4. In diesem Sinne erfüllt der Faschismus bestimmte Funktionen, verfolgt gewisse Ziele und bedient sich besonderer Methoden. Auch diese können wir aus der eingangs zitierten Definition Dimitroffs ableiten: (a) Der Faschismus ist die offene Diktatur im Gegensatz zur verdeckten des bürgerlich-demokratischen Parlamentarismus. (b) Der Faschismus ist Terrorherrschaft im Gegensatz zum Rechtsstaat. Er will nicht nur Unterdrückungs-, sondern Vernichtungsdiktatur sein. (c) Die Ausrichtung der faschistischen Diktatur ist besonders reaktionär, d.h. nicht nur antiliberal, sondern vor allem konsequent und möglichst eliminatorisch, antimarxistisch, antisozialistisch und antikommunistisch, eben auch antizipiert konterrevolutionär; das zunächst vorrangigste Ziel des Faschismus ist die Vernichtung der (revolutionären) ArbeiterInnenbewegung, d.h. insbesondere der kommunistischen Organisationen. (d) Der Faschismus stützt sich zumeist auf einen überaus chauvinistischen Nationalismus, im Inneren wie nach außen; er maximiert die nationale Unterdrückung und impliziert oft rassistische Facetten. (e) Der Faschismus steht für aggressive Außenpolitik, nicht nur diplomatischer, sondern v.a. ökonomischer und gegebenenfalls militärischer Natur, wobei dies in seiner Intensität immer nach Maßgabe der regionalen und globalen Stärke des betreffenden Staates zum Ausdruck kommt; immer eng verbunden mit dem Faschismus ist der Militarismus.

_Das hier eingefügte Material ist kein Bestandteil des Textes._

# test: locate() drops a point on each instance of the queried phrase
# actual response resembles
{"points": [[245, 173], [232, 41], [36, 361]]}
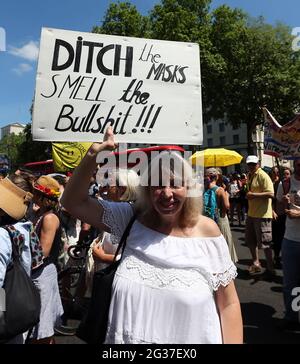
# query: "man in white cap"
{"points": [[259, 221]]}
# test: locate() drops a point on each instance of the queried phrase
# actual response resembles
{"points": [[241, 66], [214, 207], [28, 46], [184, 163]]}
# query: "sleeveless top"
{"points": [[163, 290]]}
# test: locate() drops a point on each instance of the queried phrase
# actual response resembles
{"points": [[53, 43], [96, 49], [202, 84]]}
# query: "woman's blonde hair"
{"points": [[170, 165], [122, 177]]}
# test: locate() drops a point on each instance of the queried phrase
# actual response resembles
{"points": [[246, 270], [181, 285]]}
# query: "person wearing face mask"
{"points": [[216, 202], [174, 283]]}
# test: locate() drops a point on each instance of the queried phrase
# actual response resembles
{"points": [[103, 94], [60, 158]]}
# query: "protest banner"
{"points": [[148, 90], [281, 141], [67, 156]]}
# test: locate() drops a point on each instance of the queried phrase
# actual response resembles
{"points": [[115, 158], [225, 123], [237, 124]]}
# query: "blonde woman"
{"points": [[174, 283]]}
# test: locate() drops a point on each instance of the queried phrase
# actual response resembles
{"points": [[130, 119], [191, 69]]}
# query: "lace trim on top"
{"points": [[223, 279], [109, 220], [137, 270]]}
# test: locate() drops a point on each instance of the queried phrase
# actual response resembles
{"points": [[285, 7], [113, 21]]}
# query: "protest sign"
{"points": [[281, 141], [67, 156], [148, 90]]}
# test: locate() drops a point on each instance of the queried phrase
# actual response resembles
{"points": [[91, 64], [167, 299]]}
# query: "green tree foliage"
{"points": [[245, 63], [123, 19], [260, 69]]}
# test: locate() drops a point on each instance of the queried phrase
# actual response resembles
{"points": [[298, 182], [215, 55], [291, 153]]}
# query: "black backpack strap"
{"points": [[123, 240], [14, 234]]}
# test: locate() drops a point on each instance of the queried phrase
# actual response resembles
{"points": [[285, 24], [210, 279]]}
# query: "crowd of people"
{"points": [[175, 281]]}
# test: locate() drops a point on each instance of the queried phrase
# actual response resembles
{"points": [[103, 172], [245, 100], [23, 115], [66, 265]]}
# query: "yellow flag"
{"points": [[67, 156]]}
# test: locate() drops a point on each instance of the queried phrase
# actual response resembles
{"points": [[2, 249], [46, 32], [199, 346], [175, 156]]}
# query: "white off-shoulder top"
{"points": [[163, 290]]}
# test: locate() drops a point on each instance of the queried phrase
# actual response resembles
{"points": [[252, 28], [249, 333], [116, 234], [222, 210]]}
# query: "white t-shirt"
{"points": [[163, 291], [292, 231]]}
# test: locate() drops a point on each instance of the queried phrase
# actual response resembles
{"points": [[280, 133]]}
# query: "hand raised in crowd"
{"points": [[107, 144], [292, 214], [250, 195]]}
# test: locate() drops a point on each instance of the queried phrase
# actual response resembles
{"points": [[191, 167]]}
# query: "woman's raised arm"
{"points": [[75, 197]]}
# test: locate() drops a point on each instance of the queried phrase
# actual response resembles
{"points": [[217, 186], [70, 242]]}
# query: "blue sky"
{"points": [[23, 20]]}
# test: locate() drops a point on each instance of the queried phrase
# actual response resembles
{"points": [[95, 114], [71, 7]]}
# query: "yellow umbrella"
{"points": [[216, 157]]}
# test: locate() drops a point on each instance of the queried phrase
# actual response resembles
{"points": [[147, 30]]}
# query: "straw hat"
{"points": [[48, 186], [13, 200]]}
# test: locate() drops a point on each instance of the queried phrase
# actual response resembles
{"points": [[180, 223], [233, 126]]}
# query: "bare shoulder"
{"points": [[208, 228]]}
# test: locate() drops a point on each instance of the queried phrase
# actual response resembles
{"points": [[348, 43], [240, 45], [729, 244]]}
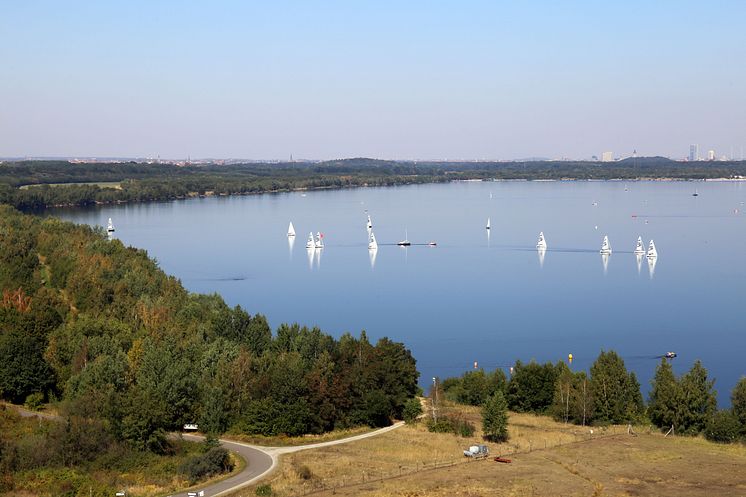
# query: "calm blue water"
{"points": [[474, 298]]}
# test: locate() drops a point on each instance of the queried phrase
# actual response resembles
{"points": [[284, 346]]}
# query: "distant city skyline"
{"points": [[476, 80]]}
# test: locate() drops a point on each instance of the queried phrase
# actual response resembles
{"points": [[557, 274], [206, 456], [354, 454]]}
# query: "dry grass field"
{"points": [[549, 459]]}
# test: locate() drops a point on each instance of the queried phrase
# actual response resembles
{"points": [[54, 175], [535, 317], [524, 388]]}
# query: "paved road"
{"points": [[261, 461]]}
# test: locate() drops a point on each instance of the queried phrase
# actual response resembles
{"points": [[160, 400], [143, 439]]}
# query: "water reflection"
{"points": [[639, 263], [291, 244], [372, 253], [605, 261], [651, 266]]}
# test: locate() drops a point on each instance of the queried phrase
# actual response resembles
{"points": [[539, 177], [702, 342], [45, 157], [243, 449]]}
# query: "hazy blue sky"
{"points": [[461, 79]]}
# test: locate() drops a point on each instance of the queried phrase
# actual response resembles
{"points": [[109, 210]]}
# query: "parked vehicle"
{"points": [[477, 451]]}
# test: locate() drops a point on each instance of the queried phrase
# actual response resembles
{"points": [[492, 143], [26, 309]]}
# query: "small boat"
{"points": [[542, 243], [640, 248], [405, 242], [372, 243], [605, 246], [652, 252]]}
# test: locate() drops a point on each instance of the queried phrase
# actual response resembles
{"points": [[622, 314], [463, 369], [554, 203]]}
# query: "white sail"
{"points": [[372, 243], [652, 252], [640, 248], [542, 243], [605, 246]]}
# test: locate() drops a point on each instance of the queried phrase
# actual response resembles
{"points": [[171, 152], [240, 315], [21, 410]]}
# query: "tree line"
{"points": [[127, 350], [608, 393], [158, 182]]}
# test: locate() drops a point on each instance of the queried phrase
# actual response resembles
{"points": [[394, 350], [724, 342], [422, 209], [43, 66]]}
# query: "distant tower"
{"points": [[693, 152]]}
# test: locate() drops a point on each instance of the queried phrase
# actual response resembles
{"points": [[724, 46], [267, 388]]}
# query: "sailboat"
{"points": [[372, 243], [652, 252], [640, 248], [542, 243], [605, 247]]}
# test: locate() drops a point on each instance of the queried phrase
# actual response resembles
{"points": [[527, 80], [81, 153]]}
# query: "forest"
{"points": [[128, 355], [138, 182]]}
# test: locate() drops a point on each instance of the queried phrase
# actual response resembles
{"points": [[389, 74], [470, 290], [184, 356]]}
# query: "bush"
{"points": [[412, 410], [265, 489], [304, 472], [213, 462], [723, 427], [34, 401]]}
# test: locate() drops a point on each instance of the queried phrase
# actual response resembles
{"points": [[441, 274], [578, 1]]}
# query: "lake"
{"points": [[477, 296]]}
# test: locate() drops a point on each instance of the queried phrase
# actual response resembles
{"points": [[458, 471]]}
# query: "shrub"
{"points": [[304, 472], [212, 462], [265, 489], [723, 427], [412, 410], [34, 401]]}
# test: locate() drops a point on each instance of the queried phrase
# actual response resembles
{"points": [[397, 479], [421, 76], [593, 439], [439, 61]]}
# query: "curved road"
{"points": [[260, 461]]}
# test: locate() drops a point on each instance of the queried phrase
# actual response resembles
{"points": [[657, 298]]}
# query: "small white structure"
{"points": [[652, 252], [605, 246], [542, 243], [640, 247]]}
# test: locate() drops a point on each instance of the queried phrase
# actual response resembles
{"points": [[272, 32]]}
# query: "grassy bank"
{"points": [[549, 458]]}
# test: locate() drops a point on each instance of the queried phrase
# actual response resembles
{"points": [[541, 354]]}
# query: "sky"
{"points": [[383, 79]]}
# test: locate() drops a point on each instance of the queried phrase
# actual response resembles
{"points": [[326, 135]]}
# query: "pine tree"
{"points": [[698, 401], [495, 418], [664, 396], [616, 392], [738, 403]]}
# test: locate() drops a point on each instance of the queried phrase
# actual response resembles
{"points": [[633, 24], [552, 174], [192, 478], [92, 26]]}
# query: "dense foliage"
{"points": [[138, 182], [97, 324]]}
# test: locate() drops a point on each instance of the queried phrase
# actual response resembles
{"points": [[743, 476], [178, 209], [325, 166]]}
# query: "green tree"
{"points": [[531, 387], [698, 400], [495, 418], [738, 403], [663, 404], [412, 410], [616, 392]]}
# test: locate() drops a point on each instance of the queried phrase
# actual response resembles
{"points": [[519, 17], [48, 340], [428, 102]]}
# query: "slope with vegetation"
{"points": [[151, 182], [131, 355]]}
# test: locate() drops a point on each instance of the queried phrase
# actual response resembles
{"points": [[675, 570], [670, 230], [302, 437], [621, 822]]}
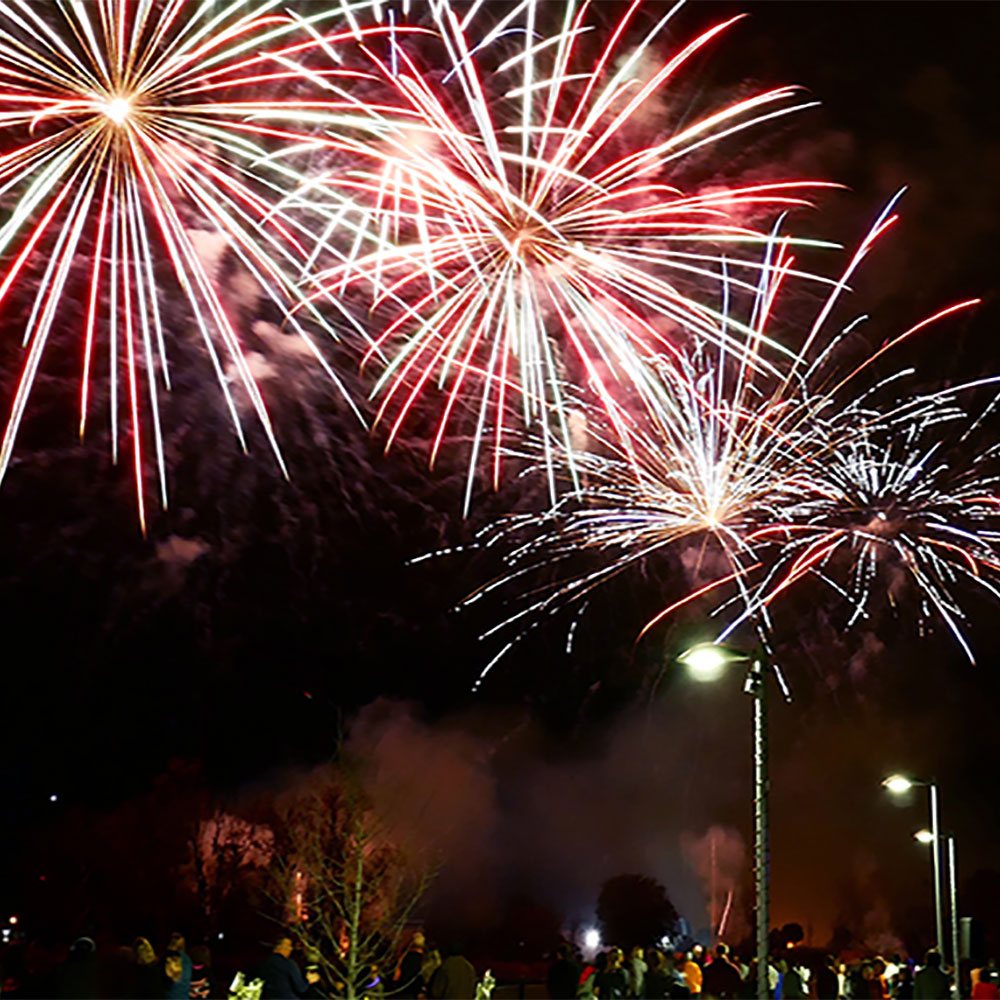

5. Aus diesem Wesen des Faschismus ergeben sich auch die Eckpunkte einer strategischen antifaschistischen Organisierung. Das zentrale Angriffsziel des Faschismus ist die ArbeiterInnenbewegung; daraus folgt, dass unbedingte Voraussetzung einer erfolgreichen antifaschistischen Bewegung im Kern die Aktionseinheit der proletarischen Organisationen, der SozialdemokratInnen, SozialistInnen und KommunistInnen sein muss, also die proletarische Einheitsfront. Die weiteren Angriffsziele des Faschismus betreffen die Demokratie und den Rechtsstaat im Allgemeinen sowie den Frieden; außerdem unterdrückt der Faschismus aufgrund seines ungehemmt durchdringenden finanzkapitalistischen Klassencharakters breiteste Bevölkerungsschichten, deutlich über die ArbeiterInnenklasse hinaus, nicht nur politisch, sondern auch verstärkt ökonomisch und sozial. Daher ist es das Ziel der konsequentesten antifaschistischen Kräfte, der proletarischen Einheitsfront, ein antifaschistisches Bündnis zu schaffen mit allen nichtmonopolistischen Klassen und Schichten der Bevölkerung, die – ob für sie bewusst oder (noch) nicht – objektiv im Gegensatz zum Finanzkapital im Allgemeinen und zum Faschismus im Besonderen stehen. Ein solches Bündnis gegen faschistische Repression und Aggression, für Demokratie, Frieden, Selbstbestimmung, soziale und humanitäre Rechte wird als antifaschistische Volksfront bezeichnet.